AgentSight — Step-Level Hallucination Classifier

AgentSight is the first gradient-trained step-level hallucination classifier on the AgentHallu benchmark.
It identifies which step in an autonomous agent trajectory is the root cause of a hallucination.

Results (locked test set, one-shot evaluation)

Metric	Value	95% CI	Note
Step Localisation Acc	47.8% (32/67)	[36.3%, 59.5%]	vs Gemini 41.1% — p=0.163, not stat. sig.
Judgment Macro-F1	54.7%	—	n=105 trajectories
Judgment Precision	58.5%	—	threshold=0.40
Judgment Recall	55.7%	—

The +6.7 point margin over Gemini-2.5-Pro is practically meaningful but not statistically significant at n=67. The 95% CI spans 23 points.

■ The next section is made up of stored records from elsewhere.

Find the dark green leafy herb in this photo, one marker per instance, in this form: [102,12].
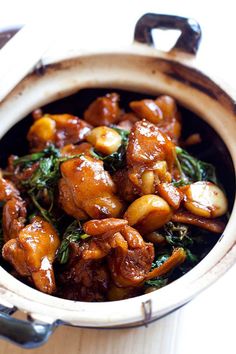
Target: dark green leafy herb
[157,283]
[28,160]
[123,133]
[73,233]
[112,162]
[1,238]
[177,235]
[44,179]
[192,169]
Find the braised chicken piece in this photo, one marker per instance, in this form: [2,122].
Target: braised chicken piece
[147,109]
[116,207]
[150,157]
[14,210]
[91,188]
[73,150]
[213,225]
[83,280]
[13,218]
[103,111]
[162,112]
[33,252]
[57,129]
[131,258]
[171,122]
[7,190]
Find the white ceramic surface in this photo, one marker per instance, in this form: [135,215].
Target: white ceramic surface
[141,69]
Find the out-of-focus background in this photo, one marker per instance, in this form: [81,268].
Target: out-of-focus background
[205,325]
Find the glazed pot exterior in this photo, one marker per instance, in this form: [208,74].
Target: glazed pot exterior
[141,69]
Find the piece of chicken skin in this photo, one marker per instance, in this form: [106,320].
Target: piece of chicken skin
[150,157]
[90,187]
[32,253]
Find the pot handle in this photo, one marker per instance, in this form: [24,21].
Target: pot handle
[26,334]
[189,39]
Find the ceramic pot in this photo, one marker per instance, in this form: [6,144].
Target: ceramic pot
[143,69]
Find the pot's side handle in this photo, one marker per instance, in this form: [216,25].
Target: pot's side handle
[26,334]
[189,39]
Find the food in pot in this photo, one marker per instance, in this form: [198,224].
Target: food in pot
[109,205]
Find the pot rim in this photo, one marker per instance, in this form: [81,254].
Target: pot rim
[107,314]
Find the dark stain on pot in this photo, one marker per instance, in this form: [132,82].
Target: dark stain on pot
[201,82]
[212,149]
[193,84]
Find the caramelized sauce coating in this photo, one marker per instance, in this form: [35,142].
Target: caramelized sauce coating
[57,129]
[118,211]
[91,189]
[149,150]
[33,252]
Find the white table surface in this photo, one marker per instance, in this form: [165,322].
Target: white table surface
[207,324]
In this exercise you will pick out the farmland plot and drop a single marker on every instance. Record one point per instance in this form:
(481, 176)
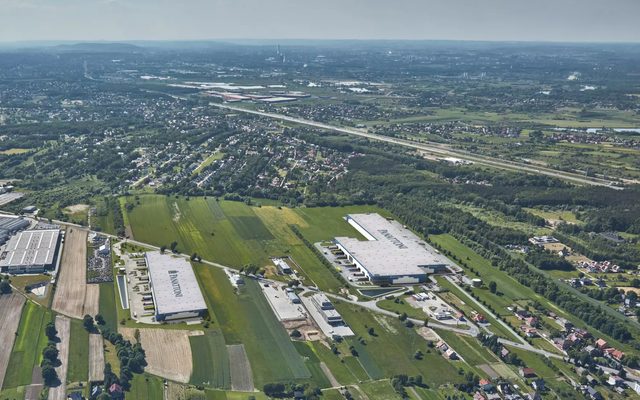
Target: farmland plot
(168, 351)
(71, 286)
(63, 326)
(10, 310)
(210, 361)
(241, 378)
(96, 358)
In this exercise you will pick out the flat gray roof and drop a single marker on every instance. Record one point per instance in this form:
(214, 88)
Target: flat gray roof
(391, 249)
(31, 248)
(174, 284)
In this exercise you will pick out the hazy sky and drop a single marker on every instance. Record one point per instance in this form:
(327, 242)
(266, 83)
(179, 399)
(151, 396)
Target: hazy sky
(545, 20)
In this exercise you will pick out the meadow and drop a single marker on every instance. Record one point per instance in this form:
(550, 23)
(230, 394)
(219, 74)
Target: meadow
(27, 348)
(107, 305)
(390, 351)
(145, 387)
(235, 234)
(241, 316)
(511, 291)
(210, 360)
(78, 353)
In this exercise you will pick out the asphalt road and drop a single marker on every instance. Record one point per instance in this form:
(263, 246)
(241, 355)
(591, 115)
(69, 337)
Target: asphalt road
(434, 148)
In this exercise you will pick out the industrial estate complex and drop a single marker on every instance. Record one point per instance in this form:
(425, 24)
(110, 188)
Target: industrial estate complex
(10, 226)
(175, 289)
(32, 251)
(391, 254)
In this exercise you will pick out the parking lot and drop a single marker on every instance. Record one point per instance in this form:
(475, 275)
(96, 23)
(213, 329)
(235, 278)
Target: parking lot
(138, 289)
(436, 308)
(282, 306)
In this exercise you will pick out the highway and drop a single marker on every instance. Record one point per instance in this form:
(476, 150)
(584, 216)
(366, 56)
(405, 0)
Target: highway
(434, 148)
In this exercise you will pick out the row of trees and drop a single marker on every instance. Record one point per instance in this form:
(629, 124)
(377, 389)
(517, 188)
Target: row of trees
(132, 356)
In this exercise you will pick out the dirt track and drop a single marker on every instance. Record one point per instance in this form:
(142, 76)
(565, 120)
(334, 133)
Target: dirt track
(71, 297)
(63, 325)
(10, 311)
(168, 351)
(96, 358)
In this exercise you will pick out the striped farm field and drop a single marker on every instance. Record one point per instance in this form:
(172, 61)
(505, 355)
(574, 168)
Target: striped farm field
(210, 361)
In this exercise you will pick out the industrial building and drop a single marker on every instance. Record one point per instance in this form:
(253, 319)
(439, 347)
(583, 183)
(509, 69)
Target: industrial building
(326, 309)
(31, 252)
(10, 226)
(391, 254)
(174, 288)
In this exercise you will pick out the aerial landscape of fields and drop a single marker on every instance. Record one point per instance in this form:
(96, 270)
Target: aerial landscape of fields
(337, 207)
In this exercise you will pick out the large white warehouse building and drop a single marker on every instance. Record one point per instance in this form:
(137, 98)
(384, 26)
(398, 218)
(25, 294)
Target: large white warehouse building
(31, 252)
(174, 287)
(391, 254)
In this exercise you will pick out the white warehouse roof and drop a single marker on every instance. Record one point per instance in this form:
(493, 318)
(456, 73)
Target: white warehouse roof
(174, 284)
(31, 248)
(390, 248)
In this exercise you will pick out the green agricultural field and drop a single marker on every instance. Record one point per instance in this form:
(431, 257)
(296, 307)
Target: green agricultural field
(210, 361)
(494, 325)
(241, 316)
(27, 348)
(380, 390)
(318, 378)
(220, 395)
(235, 234)
(108, 305)
(559, 215)
(339, 365)
(356, 369)
(78, 353)
(468, 348)
(324, 223)
(509, 287)
(145, 387)
(512, 291)
(403, 307)
(391, 351)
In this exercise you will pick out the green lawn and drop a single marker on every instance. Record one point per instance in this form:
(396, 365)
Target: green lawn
(346, 370)
(248, 319)
(392, 350)
(210, 361)
(28, 346)
(468, 348)
(558, 215)
(145, 387)
(381, 390)
(108, 305)
(78, 353)
(512, 290)
(235, 234)
(402, 307)
(220, 395)
(311, 360)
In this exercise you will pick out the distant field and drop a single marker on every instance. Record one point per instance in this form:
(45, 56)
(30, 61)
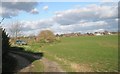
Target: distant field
(88, 53)
(96, 53)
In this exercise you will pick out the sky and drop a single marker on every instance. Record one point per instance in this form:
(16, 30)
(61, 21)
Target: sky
(60, 17)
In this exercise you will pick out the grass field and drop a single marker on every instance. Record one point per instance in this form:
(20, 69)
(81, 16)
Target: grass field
(88, 53)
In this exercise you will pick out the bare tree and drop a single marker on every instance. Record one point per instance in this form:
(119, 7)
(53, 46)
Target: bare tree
(46, 36)
(15, 29)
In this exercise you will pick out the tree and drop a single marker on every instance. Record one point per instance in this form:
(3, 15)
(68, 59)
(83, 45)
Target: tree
(15, 29)
(46, 36)
(5, 42)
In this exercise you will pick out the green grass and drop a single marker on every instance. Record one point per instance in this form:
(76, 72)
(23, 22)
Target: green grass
(99, 52)
(37, 66)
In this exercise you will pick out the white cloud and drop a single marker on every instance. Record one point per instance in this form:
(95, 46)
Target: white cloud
(91, 12)
(83, 19)
(10, 9)
(45, 8)
(34, 11)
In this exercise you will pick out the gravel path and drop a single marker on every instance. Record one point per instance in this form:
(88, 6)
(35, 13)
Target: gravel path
(21, 63)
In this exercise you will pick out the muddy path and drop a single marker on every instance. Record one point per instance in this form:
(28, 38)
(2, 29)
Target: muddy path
(24, 64)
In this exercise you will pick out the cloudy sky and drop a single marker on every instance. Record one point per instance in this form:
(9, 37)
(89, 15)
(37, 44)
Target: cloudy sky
(61, 17)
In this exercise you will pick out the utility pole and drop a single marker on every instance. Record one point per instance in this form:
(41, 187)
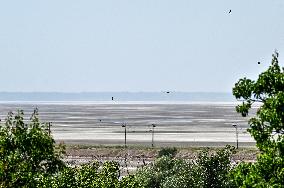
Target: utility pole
(153, 128)
(237, 136)
(48, 129)
(124, 125)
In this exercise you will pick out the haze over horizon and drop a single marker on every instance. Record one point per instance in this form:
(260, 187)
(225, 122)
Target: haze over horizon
(132, 46)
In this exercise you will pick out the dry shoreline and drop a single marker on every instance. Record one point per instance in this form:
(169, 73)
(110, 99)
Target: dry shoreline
(140, 155)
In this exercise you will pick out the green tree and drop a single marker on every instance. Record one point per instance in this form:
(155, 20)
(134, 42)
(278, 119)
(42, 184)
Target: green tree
(209, 170)
(267, 127)
(26, 150)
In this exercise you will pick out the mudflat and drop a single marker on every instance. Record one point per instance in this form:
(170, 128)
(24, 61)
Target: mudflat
(185, 125)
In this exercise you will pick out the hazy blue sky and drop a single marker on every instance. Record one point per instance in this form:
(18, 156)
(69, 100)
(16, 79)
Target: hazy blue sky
(146, 45)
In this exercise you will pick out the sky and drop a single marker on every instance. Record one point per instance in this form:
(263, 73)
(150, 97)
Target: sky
(131, 45)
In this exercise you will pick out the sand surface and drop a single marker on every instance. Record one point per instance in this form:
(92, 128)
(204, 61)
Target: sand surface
(204, 124)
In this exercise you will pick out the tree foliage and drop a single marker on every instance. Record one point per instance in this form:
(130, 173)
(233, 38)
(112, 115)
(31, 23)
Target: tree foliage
(267, 127)
(209, 170)
(26, 150)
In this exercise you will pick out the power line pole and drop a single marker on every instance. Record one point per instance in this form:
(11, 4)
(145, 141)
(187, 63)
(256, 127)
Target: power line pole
(124, 125)
(237, 134)
(153, 128)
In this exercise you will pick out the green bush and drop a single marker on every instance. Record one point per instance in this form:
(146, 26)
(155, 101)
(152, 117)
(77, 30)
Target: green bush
(209, 170)
(27, 151)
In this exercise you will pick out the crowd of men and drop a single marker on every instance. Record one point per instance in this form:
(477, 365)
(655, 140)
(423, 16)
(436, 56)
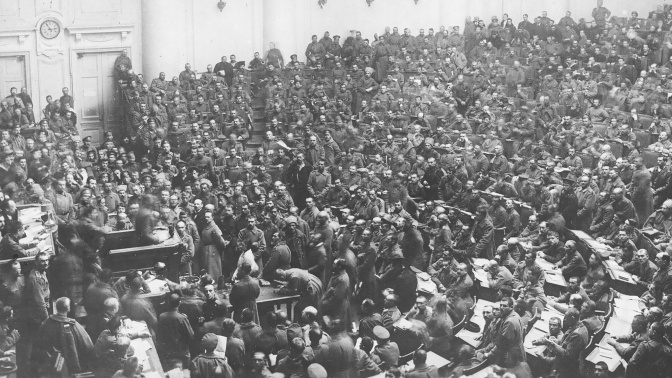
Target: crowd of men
(380, 164)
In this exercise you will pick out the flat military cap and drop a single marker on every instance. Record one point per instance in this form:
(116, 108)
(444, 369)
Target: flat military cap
(381, 333)
(209, 341)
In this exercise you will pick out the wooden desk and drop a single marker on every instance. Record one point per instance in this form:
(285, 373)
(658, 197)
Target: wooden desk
(149, 355)
(474, 338)
(124, 259)
(555, 281)
(619, 279)
(269, 298)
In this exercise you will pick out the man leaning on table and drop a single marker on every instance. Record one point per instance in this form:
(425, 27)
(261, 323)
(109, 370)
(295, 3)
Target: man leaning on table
(422, 369)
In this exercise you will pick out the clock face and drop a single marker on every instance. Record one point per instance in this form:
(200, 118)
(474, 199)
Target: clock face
(50, 29)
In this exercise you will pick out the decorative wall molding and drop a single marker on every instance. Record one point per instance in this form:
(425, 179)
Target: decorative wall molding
(99, 33)
(20, 34)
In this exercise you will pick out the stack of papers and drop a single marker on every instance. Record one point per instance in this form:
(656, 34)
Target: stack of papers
(156, 285)
(534, 334)
(545, 265)
(480, 263)
(627, 302)
(432, 359)
(555, 277)
(618, 327)
(482, 277)
(606, 353)
(221, 346)
(131, 326)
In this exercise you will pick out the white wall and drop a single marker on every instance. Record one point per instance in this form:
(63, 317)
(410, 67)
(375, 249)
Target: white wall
(165, 34)
(86, 25)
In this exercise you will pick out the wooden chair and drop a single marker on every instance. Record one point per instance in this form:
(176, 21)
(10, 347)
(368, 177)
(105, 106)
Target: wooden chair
(458, 327)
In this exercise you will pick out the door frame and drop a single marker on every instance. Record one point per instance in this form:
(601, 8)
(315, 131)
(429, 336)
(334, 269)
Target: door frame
(28, 84)
(74, 52)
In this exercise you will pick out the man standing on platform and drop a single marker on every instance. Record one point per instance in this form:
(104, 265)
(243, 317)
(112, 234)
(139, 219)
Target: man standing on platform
(244, 293)
(509, 351)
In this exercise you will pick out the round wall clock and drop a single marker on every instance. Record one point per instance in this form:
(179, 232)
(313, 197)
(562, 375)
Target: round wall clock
(50, 29)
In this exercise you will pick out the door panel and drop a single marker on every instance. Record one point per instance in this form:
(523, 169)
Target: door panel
(12, 74)
(97, 98)
(111, 101)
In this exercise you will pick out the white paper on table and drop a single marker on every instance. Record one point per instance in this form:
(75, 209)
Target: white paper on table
(140, 347)
(534, 334)
(480, 304)
(618, 327)
(472, 338)
(555, 278)
(545, 265)
(479, 262)
(608, 355)
(481, 276)
(541, 325)
(625, 314)
(627, 304)
(359, 343)
(134, 327)
(156, 285)
(479, 320)
(175, 373)
(221, 346)
(403, 323)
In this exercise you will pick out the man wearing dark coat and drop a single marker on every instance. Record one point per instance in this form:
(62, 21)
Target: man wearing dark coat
(297, 243)
(338, 356)
(208, 364)
(568, 205)
(60, 333)
(174, 333)
(508, 351)
(568, 350)
(336, 299)
(301, 282)
(244, 293)
(412, 246)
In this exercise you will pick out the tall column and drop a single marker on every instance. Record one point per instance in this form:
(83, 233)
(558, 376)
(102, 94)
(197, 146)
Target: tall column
(164, 37)
(279, 26)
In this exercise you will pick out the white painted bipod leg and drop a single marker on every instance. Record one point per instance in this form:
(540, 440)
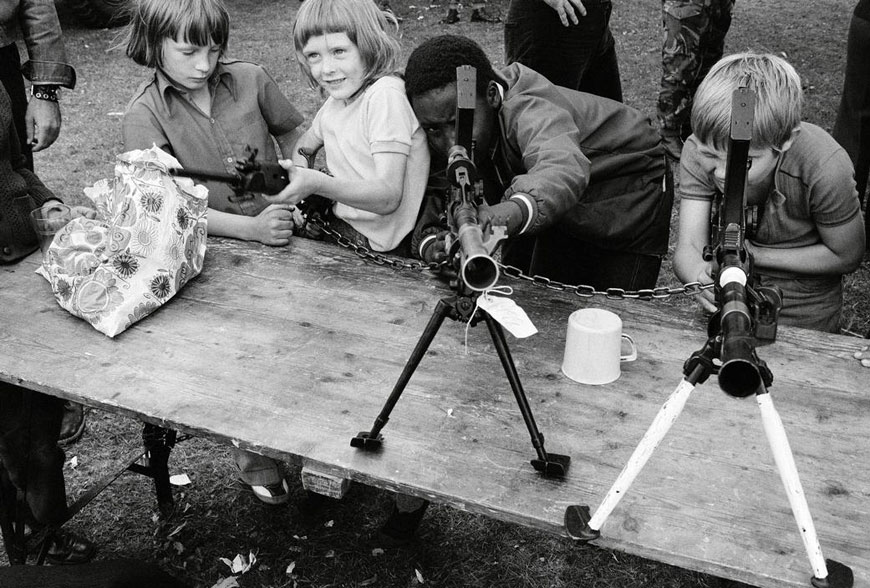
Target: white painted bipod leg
(784, 459)
(660, 426)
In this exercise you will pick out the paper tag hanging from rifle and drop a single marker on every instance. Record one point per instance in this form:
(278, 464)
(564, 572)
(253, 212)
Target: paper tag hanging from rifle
(507, 313)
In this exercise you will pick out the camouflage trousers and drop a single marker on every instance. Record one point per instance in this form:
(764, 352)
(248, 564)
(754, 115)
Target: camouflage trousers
(694, 39)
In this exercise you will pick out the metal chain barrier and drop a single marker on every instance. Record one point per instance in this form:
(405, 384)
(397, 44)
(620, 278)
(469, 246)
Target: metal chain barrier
(584, 291)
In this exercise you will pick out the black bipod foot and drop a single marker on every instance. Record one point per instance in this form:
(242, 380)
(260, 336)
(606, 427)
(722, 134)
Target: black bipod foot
(554, 466)
(839, 576)
(365, 440)
(577, 519)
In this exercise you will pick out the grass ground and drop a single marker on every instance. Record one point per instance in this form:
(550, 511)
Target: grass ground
(217, 517)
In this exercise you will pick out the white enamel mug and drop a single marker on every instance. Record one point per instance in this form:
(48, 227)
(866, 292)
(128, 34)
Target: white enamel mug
(594, 347)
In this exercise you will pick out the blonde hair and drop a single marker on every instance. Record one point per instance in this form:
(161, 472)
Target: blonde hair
(199, 22)
(363, 23)
(778, 98)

We report this honestly.

Key Finding

Removing the [ACTION]+[OBS] tool-execution channel from the input drops step localisation accuracy by 31.8 percentage points (48.5% → 16.7% on the validation set). Tool output content is the dominant localisation signal.

Architecture

Backbone: DeBERTa-v3-base with LoRA adapters (r=16, α=64) — 1.42% of parameters trained
Context encoder: 3-layer Pre-LN Transformer (8 heads) over the step sequence
Head: 2-layer MLP → binary hallucination logit per step
Input: [QUERY] task [THOUGHT] reasoning [ACTION] tool_calls [OBS] responses (max 512 tokens)
Decision threshold: 0.40 (tuned on validation set)

Quick Start

from agentsight_sdk import AgentMonitor

# Auto-downloads weights from this repo
monitor = AgentMonitor("YOUR_HF_USERNAME/agentsight")

result = monitor.evaluate_trajectory(raw_trajectory_dict)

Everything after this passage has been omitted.